This is part 2 of a three part study that seeks to explain the problems that Mainstream Media (MSM) face. I suggest that this is because there has been a failure to recognize that there has been a paradigm shift brought on by Digital technologies.
I argue that the Digital Paradigm has a particular impact upon information and communications technologies. And it seems to me that MSM have lost sight of the real meaning and impact of the Digital Paradigm. MSM has adopted “digital” simply as a means of distributing content and incidentally gathering metrics of program performance. There seems to me to be a lack of appreciation for the fact that digital communication technologies operate at a much more fundamental level and impact upon our use, understanding and expectations of information.
In the first article I considered the first information technology – the printing press – and examined why it was that this technology brought about a paradigm shift in the way Early-Modern audiences dealt with information. It introduced what I call the properties of the new technology which only incidentally deal with content but more importantly have an impact upon the use of and responses to information.
This article takes the properties of the print paradigm and explains how these are modified and enhanced (and in some cases replaced) or are added to by further properties that characterize the digital paradigm. I have given examples throughout of the way in which a new paradigm can impact on the law. These examples are illustrative.
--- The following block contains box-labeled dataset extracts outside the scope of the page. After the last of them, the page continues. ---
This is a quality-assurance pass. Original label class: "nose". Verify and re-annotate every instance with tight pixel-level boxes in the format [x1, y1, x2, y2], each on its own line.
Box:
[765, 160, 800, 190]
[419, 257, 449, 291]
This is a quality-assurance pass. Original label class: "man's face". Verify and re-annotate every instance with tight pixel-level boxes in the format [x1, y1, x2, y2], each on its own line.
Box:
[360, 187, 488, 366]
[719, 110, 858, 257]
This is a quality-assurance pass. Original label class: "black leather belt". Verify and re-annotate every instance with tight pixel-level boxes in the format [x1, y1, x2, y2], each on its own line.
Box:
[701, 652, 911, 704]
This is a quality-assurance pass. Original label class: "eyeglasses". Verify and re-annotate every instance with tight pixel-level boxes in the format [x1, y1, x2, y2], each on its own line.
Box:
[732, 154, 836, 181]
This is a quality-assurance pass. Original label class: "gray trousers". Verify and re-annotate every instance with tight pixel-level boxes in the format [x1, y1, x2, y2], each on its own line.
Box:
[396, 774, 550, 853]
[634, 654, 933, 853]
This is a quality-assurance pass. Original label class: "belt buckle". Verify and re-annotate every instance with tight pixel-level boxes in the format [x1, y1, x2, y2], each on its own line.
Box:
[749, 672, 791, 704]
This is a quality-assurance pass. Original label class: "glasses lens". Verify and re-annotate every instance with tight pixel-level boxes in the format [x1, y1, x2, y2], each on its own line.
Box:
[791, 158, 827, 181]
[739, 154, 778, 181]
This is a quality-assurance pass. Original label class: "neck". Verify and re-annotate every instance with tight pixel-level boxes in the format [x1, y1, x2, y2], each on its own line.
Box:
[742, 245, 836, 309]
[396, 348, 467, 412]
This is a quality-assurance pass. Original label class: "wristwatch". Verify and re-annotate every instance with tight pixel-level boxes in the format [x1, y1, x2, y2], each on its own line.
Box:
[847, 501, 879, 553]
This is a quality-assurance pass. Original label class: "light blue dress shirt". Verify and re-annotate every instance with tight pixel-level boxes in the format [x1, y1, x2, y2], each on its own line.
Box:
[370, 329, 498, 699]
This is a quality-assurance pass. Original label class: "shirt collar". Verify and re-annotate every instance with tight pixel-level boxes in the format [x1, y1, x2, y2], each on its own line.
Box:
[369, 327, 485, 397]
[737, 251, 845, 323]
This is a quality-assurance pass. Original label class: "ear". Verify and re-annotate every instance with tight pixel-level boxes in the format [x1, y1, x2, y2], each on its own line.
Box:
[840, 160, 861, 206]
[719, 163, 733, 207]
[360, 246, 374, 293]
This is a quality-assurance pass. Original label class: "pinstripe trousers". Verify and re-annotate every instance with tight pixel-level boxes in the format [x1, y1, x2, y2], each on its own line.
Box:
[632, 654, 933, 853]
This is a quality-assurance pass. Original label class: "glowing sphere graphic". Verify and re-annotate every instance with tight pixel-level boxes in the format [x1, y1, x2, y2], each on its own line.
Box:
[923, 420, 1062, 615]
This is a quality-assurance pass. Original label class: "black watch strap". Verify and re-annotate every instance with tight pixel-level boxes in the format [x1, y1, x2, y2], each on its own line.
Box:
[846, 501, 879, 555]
Identifying Digital Qualities
Using Eisenstein’s approach, the qualities present in the digital communications paradigm and which distinguish it from the pre-digital era, can be identified, although in so saying, the inventory that I have compiled is by no means complete. Nevertheless, these qualities all underlie the way in which content is communicated. They are not necessarily unique to the Digital Paradigm because, in some respects, some of them at least were present in some form in the pre-digital era. For example, some of the qualities identified by Eisenstein that were unique to print, such as dissemination, data collection, information reorganization, amplification and reinforcement have a continued manifestation in information communication technologies since the advent of the printing press.
As new technologies have arrived, some of these qualities have been enhanced. Certainly the quality of dissemination has undergone a quantum leap in the Digital Paradigm from the Print Paradigm.[1]
My tentative inventory comprises 13 qualities which dramatically, paradigmatically, differ digital technologies from those that have gone before. The taxonomy for these qualities suggests three major classifications based upon the nature of the qualities. These classifications I have described as “Environmental”, “Technical” and “User Associated.”
Environmental Qualities
These qualities arise from the context within which digital technologies develop. They relate to change and the drivers for change. One of the problems with digital technologies is their disruptive nature. They challenge thinking about the nature of information, our relationship with it and how we communicate it. This disruptive quality is neither good nor bad. But it does mean that settled methods of doing things, and more importantly thinking are constantly being challenged.